Dans un même esprit et de manière encore plus affirmée, en amont de la création en tout cas, la compagnie du Poivre Rose, qui travaille encore actuellement à l'élaboration de son premier spectacle, exprime ainsi le désir de faire écho aux débats de société qui ont eu cours dernièrement concernant les genres.

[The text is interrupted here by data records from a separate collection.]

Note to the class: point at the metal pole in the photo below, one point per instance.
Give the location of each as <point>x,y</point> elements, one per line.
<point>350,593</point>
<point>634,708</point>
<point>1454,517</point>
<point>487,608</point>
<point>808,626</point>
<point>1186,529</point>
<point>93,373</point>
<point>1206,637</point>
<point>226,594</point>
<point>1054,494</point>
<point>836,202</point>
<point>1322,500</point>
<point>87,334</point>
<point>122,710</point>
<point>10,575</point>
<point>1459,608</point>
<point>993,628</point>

Dès la phase initiale du projet, nous avons eu cette envie forte d'aborder le sujet des hommes et des femmes. Depuis nos racines les plus primitives, cette dissemblance nous rassemble et nous oppose, nous trouble et nous fascine. Cette antithèse de nos sexes, originelle et inhérente à nos corps, nous est encore fondamentalement incomprise et motive pourtant nos comportements des plus intimes aux plus ridicules. En cette période de l'éclatement de tous les tabous, nous voulons susciter une réflexion auprès du public, lui donner l'occasion de questionner une série de stéréotypes et d'a priori à travers le langage acrobatique.29

On pourrait multiplier les exemples d'artistes de cirque mettant ainsi leur technique au service d'un propos dépassant largement la quête de l'exploit. Toutefois ces tentatives ne sont pas toutes transparentes aux yeux du spectateur surtout si la création répugne à tisser une dramaturgie de la fable qui soutiendrait le discours.